During my recent trip to Moria, I met a woman living in the ‘Olive Grove’ section of the camp. A mother of five, she was still breastfeeding one of her children. She had several lumps over her body, one of which was under her arm: a ‘red flag’, as it can indicate cancer. We performed an ultrasound in the clinic and referred her to a specialist.
As in the UK, we implement a maximum two-week period from when an issue is presented to us to diagnosis. It is extremely important to us that our refugee patients receive the same kind of high-quality care as patients receive in the UK.
KH Founder & Director Dr. Siyana Shaffi with a woman and her young child living in Moria Camp, 2020.
A woman living in Moria came to the clinic in tears as her young son, who had an ‘undescended testicle’ (cryptorchidism), had started to find blood in his urine - a possible sign of cancer. Being a doctor herself, the mother was understandably extremely worried: cryptorchidism can drastically increase the risk of testicular cancer. Because of this, children in the UK are usually operated on when they’re babies, but this child had not had the operation in his home country. We performed an ultrasound to determine the cause, and it was good news: the cause of the young boy’s bleeding and pain was kidney stones, not cancer. We were able to reassure his mother and to help relieve her stress, we taught her ‘TTT’ (trauma tapping technique).
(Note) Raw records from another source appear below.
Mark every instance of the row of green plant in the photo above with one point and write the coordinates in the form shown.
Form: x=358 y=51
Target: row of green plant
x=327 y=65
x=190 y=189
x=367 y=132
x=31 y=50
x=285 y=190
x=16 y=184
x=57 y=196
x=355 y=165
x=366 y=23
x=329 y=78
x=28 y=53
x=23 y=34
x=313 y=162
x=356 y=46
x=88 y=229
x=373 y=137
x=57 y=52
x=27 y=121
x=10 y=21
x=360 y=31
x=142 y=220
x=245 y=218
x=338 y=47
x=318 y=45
More info can be found on TTT here.
I also met this sweet little girl, who had an inguinal hernia which may have existed since birth. This would usually be operated on before the age of one or two, but she hadn’t had the operation in her home country. While we don’t currently have the expertise to perform this kind of operation, we did perform an ultrasound and were able to reassure the young patient’s mother that the problem was not urgent.
- Dr. Siyana Mahroof-Shaffi, Founder & Director of Kitrinos Healthcare.